Я представил, как она каждую ночь не может совладать с охватывающим её тело лихорадочным возбуждением. «Господь смотрит на меня, и я не могу заниматься чем–то подобным. Но… Но я не могу… Я не могу сдерживаться. Ах, ну почему я такая грешница? Даже если Господь смотрит… Я раскаиваюсь, Небесный Отец!»
Эти обстоятельства, заповеди и сексуальное желание, объединившиеся в единое целое, заставляли её биться в агонии. Поскольку в недавно прочтённой эротической книге о монашках упоминалась подобная дилемма, все мои выводы наверняка были верны.
Неожиданно мне в голову пришла идея. Если все мои предположения верны, то религия — не такая уж плохая штука. В самом деле, удивительно, но не было бы преувеличением назвать её совершенно прекрасной!
О да, это действительно непристойно. Поразмыслив, я пришёл к выводу, что именно непристойность религии делает её воистину прекрасной.

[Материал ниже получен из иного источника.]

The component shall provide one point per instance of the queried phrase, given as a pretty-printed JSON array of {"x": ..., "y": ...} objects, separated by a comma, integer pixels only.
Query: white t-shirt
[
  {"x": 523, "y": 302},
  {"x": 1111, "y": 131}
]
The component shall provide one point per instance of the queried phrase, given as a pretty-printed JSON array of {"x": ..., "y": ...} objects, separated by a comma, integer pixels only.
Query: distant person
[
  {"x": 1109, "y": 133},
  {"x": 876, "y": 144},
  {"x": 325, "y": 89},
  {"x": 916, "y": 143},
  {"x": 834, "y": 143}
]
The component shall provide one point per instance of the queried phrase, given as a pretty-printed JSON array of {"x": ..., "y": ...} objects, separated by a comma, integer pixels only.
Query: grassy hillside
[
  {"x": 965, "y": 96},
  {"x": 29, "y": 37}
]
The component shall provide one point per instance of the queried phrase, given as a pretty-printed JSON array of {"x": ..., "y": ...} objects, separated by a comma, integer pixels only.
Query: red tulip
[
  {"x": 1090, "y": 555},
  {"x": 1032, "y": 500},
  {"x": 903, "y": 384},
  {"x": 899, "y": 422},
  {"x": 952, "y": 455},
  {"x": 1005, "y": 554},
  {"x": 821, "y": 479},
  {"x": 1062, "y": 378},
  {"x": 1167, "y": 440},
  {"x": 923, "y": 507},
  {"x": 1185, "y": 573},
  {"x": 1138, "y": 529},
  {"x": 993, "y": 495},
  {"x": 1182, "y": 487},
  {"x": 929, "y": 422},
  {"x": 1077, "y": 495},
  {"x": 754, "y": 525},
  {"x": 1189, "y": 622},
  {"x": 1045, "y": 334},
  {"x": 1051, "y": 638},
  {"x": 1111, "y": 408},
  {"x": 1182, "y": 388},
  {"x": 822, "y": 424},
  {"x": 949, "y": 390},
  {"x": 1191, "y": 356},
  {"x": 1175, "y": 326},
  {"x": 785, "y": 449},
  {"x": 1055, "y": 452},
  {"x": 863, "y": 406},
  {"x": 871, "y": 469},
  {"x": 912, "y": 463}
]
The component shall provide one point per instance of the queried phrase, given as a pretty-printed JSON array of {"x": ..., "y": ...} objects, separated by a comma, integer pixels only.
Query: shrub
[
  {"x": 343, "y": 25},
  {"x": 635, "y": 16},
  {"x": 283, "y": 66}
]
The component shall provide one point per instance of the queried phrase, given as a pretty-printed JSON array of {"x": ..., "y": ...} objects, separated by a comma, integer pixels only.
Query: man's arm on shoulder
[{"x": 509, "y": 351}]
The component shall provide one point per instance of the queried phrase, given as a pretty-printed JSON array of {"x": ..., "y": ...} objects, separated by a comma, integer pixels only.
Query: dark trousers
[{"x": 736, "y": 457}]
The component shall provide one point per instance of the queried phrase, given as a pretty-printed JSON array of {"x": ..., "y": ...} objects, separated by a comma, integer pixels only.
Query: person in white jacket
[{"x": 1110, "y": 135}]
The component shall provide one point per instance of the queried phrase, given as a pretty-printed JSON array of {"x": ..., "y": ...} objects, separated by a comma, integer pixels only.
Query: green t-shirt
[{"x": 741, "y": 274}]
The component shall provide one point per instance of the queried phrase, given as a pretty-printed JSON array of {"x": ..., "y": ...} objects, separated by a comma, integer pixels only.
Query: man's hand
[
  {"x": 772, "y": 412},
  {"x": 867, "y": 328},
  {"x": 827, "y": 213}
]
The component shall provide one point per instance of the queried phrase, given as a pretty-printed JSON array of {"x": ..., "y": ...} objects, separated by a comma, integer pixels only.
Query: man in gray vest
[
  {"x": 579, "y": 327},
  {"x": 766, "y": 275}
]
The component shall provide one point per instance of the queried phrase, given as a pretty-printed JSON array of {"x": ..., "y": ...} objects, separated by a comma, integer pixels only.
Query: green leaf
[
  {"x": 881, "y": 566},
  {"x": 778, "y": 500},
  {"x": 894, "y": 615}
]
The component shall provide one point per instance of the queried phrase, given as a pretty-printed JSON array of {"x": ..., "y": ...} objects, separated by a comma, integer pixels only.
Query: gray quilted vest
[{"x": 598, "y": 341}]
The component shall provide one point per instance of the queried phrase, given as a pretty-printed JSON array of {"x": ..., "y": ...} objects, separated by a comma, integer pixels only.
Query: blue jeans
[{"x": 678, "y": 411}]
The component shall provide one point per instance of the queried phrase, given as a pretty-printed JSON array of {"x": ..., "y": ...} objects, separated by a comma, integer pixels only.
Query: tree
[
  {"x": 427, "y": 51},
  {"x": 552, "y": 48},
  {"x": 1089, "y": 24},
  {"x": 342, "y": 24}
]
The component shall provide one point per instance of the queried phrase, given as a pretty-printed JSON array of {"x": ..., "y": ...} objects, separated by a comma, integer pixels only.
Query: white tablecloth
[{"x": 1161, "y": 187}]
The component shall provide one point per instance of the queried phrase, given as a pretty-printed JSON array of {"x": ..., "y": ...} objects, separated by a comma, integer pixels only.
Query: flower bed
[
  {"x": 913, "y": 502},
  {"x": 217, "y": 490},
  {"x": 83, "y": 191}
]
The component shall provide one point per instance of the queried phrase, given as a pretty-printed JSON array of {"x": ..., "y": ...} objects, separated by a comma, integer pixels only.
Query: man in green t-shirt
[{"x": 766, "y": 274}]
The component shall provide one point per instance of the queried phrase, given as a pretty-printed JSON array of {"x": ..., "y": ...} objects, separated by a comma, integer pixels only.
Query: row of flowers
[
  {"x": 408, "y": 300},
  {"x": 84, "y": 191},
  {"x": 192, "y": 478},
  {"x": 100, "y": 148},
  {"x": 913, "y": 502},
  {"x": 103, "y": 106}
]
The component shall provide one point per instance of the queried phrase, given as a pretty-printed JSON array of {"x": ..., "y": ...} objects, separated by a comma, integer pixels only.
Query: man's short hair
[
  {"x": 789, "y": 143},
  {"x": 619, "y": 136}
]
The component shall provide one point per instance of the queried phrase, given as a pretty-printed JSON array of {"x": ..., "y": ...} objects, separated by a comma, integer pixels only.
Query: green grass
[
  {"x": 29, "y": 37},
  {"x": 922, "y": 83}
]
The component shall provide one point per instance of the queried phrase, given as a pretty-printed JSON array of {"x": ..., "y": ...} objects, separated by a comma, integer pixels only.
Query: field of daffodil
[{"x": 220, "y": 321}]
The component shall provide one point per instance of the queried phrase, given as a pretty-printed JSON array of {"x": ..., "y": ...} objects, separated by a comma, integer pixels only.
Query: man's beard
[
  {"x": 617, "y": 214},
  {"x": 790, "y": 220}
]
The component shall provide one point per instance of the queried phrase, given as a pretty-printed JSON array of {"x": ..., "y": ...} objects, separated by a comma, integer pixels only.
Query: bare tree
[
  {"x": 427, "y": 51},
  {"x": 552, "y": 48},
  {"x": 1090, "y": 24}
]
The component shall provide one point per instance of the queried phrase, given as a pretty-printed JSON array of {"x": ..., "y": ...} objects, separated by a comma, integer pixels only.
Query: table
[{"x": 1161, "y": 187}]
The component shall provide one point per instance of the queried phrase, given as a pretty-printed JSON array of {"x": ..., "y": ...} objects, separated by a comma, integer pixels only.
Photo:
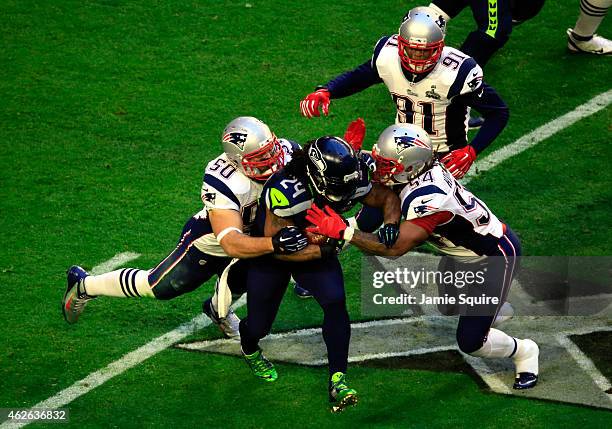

Например, в моем сознании всплыл образ молодой девушки, которую шлёпала строгая Старшая Сестра. Потом, образ сладострастной сцены суда над ведьмой, который должен был бы произойти позже. И, наконец, жестокая сцена пыток в подвале с каменным полом. «Я узнаю, ведьма ты или нет!» — сказал бы Инквизитор. И приготовил бы плеть. «Как на счет плётки?!»
Волшебно!
Вот это кайф!
Это просто…
— Э–кхе!
Внезапно я осознал, что пожилая женщина, стоявшая напротив, пристально смотрит на меня. С видимым беспокойством она спросила: «Вы в порядке?»
Мои безудержные фантазии о религиозной девушке полностью завладели моим вниманием, не говоря уже о моих чувствах. Даже случайный наблюдатель, мельком глядя, мог бы заметить, как я отключился и ушел в себя.
Я отчаянно пытался переключиться в адекватное состояние.
— Гм, гм, — я прочистил горло.
Тогда, как самый нормальный молодой человек, не давая взгляду дрейфовать в неверном направлении, я одарил пожилую женщину самым интеллигентным взглядом, который мог изобразить.
Конечно, я был потрясён. Да, я признаю это.
Тем не менее, я смог обрести контроль над моими эмоциями, и в моей броне уже не было трещин, открытых для нападения. В конце концов, мне не было никакой нужды так волноваться. Нужно было всего лишь ответить: «Да, я в порядке», вернуть ей брошюры, и дело с концом.
Но, поскольку я уже долгое время был хикикомори, моя способность к общению с другими людьми упала почти до нуля, и это было истинной причиной, по которой я был так потрясён происходящим.